この仕様は「リッスンマイク・コンプレッサー」と呼ばれ、標準機能のひとつとして、SL4000Bに搭載されていました。
とはいえ、コンソールの「おしゃべり機能」が多少進歩したからといって、なぜ80年代全体の音楽がそこまで大きな影響を受ける事になったのか?有名な話なので、この先をご存知の方がいらっしゃれば、その通りです。
ある日、このSL4000Bが設置された先ほどの「新しいスタジオ」では、とある一行によってデモ制作が行われていました。斬新な音の探求に余念のなかったアーティストは、その日雇われて来た小柄なドラマーに、こう注文しました。
「普通過ぎるから、ハイハットとかの金物は一切使わないでくれよ。」
フィルの最後に自動的にシンバルを入れる「手クセ」があったその哀れなドラマーは、しまいには完全にシンバルを取り上げられるなどしながら悪戦苦闘していましたが、なかなか「これだ」というドラムサウンドを得られず、一行は悩んでいました。
そんな作業中のある時、そのドラマーはコントロールルームとの会話中、自分が演奏するとトークバックを経由してヘッドホンから強烈なコンプレッションの掛かったバシャバシャなドラムが聴こえる事に気付き、みんなに注意を促しました。
その瞬間、「この音だ!」となったそれこそが、会話用にたまたまオンになっていた「リッスンマイク・コンプレッション」を通ったドラムであり、以降、80年代を代表するドラムサウンドを作った「ゲートリバーブ」の元ネタになったという訳です。
ただ、さすがの開発陣もまさか「スタジオでのおしゃべり」をテープに出力する事になるとは思っていなかったため、SL4000Bにはまだ「トークバックをアウトプット」する機能が備わっていませんでした。という事で、当時そのスタジオでSL4000Bのメンテナンスをしていた若いメンテナンス技師が急遽呼びだされる事になり、一晩の内に改造を施した結果、ようやくその音をテープに収録する事ができた、という話です。
収録が行われた場所は有名な「タウンハウス・スタジオ」の「スタジオ2」。その日、その場にいたアーティストの名は、ピーター・ガブリエル。エンジニアはヒュー・パッナム、そしてドラマーはフィル・コリンズ、その人でした。

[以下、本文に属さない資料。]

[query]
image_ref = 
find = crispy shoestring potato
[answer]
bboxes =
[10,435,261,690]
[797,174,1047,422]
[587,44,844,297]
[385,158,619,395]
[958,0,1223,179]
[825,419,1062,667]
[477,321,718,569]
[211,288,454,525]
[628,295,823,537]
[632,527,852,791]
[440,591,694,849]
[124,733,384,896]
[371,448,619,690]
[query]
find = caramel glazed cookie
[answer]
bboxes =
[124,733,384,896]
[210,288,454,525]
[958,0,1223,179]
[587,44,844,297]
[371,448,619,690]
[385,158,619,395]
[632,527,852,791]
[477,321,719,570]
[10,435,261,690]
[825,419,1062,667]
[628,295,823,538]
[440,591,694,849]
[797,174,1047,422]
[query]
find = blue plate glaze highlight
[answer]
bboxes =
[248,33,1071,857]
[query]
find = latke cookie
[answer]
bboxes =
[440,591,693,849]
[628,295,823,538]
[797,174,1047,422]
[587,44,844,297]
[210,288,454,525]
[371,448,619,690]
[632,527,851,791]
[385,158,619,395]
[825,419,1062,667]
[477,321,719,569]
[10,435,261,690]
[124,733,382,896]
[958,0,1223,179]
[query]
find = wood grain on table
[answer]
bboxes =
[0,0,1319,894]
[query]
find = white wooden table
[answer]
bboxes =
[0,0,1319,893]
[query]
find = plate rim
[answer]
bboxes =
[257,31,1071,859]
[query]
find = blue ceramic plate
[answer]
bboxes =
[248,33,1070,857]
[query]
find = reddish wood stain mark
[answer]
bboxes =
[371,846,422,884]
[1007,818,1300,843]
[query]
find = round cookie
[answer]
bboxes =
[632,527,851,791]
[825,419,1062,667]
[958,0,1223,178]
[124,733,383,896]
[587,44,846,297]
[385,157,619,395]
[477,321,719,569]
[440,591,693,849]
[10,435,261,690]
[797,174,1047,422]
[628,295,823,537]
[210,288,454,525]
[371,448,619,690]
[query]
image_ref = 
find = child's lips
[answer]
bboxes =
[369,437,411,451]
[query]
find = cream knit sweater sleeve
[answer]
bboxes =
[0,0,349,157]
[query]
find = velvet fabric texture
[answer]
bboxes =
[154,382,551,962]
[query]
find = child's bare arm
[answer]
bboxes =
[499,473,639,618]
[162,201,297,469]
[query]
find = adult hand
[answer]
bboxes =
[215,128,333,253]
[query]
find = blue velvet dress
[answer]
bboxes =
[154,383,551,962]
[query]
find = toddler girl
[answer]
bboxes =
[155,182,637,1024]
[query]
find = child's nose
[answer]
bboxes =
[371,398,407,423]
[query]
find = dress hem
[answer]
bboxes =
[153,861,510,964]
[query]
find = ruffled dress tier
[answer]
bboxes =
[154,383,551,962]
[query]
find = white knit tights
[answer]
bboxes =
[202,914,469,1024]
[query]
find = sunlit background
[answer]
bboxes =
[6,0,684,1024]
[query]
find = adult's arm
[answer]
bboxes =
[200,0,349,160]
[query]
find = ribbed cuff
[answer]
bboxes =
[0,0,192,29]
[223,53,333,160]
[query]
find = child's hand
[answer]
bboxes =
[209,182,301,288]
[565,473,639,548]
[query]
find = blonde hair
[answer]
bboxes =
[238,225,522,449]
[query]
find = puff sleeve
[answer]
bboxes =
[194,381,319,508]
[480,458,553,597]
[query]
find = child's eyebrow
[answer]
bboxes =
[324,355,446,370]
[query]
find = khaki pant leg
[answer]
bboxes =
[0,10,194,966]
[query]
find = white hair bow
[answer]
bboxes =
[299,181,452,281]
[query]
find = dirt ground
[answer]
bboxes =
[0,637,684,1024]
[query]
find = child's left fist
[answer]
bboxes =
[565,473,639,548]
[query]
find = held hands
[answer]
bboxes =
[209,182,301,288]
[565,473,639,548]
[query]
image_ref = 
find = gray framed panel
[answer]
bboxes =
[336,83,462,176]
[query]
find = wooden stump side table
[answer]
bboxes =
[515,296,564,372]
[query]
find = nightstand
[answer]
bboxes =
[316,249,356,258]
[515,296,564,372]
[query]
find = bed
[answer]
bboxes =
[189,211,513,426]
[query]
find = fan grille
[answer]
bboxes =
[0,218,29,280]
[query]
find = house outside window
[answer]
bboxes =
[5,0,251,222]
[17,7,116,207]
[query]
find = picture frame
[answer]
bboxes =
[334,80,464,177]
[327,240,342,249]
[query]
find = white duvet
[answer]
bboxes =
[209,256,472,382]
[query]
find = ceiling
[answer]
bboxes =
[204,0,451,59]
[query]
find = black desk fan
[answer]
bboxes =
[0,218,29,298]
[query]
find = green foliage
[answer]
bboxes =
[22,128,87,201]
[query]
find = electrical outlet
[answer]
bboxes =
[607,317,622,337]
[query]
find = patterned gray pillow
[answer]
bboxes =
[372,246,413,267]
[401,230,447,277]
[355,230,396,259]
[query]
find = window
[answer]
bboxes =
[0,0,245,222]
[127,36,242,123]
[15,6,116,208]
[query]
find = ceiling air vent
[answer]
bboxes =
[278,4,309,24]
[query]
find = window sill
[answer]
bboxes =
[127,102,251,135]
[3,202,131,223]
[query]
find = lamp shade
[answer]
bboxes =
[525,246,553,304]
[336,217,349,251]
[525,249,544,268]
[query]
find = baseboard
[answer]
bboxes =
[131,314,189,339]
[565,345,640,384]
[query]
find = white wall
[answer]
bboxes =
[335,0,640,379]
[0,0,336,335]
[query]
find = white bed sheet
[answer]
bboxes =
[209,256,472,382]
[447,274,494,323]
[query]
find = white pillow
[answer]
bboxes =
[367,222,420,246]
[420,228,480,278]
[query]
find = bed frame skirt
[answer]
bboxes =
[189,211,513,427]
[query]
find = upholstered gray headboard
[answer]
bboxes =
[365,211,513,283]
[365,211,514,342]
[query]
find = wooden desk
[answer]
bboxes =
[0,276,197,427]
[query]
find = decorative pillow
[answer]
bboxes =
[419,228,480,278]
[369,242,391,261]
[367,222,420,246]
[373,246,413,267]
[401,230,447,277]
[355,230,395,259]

ちなみに、その夜のテープを元に書かれた曲が、上記アルバムの一曲目に収録されている「Intruder」です。ピーター・ガブリエルが、現在のSSLのオーナーである事も考えると、いかにも運命の力を感じると思いませんか?
SL4000E、そしてSL4000G
こうした出来事を経て、1979年、SSL史上最大のヒットとなるSL4000Eがついに発表されました。ブラウン・ノブやブラック・ノブで知られるアグレッシブなEQは今日でも多くのファンに愛されています。SSLが登録商標として掲げる「トータル・リコール」という機能が搭載されたのも、この「Eシリーズ」が最初です。
当初は個人の経営する小さなスタジオを中心にコンソールを販売してきたSSLですが、その評判が広がるに伴い、大きな商業スタジオも、徐々にSSLの導入を余儀なくされていきました。
E,Gシリーズだけで最終的に、1,400~1,500台が売れた状況を考えると、SSLのオートメーションやトータルリコールのフロッピーが使えないスタジオは、それだけで顧客を取りこぼす状況に陥ったのでは?と推測してしまいますが、事実としてあながち言い過ぎでもなかった様です。
「アビーロードが『どうして客が誰もうちに来なかったんだ』って?なら教えてやろう。SSLが無かったからだよ」
当時を振り返り、自信と愛嬌たっぷりにこう発言するのは、SSLに勤めて30年余り、今や本社スタッフからも「『ミスター・SSL』が居るとしたら、彼だ」と言わしめるクリス・ジェンキンス氏です。あのタウンハウス・スタジオでの夜、SL4000Bの「リッスンマイク・コンプレッション」を改造した、若きメンテナンス・テクニシャンがいた話を覚えていますか?
それが、30年前の彼なのです。
愛すべき「SSL・ガイ」たち
「SSL・ガイ」をご存知でしょうか。
SSLコンソールの虜となったプロデューサーやエンジニアを指して呼ぶ愛称の事ですが、自称することもあれば、他人からそう呼ばれることもあります。プロツールス全盛になった今日でも、まだまだたくさんのSSL・ガイたちが世界中で活躍しています。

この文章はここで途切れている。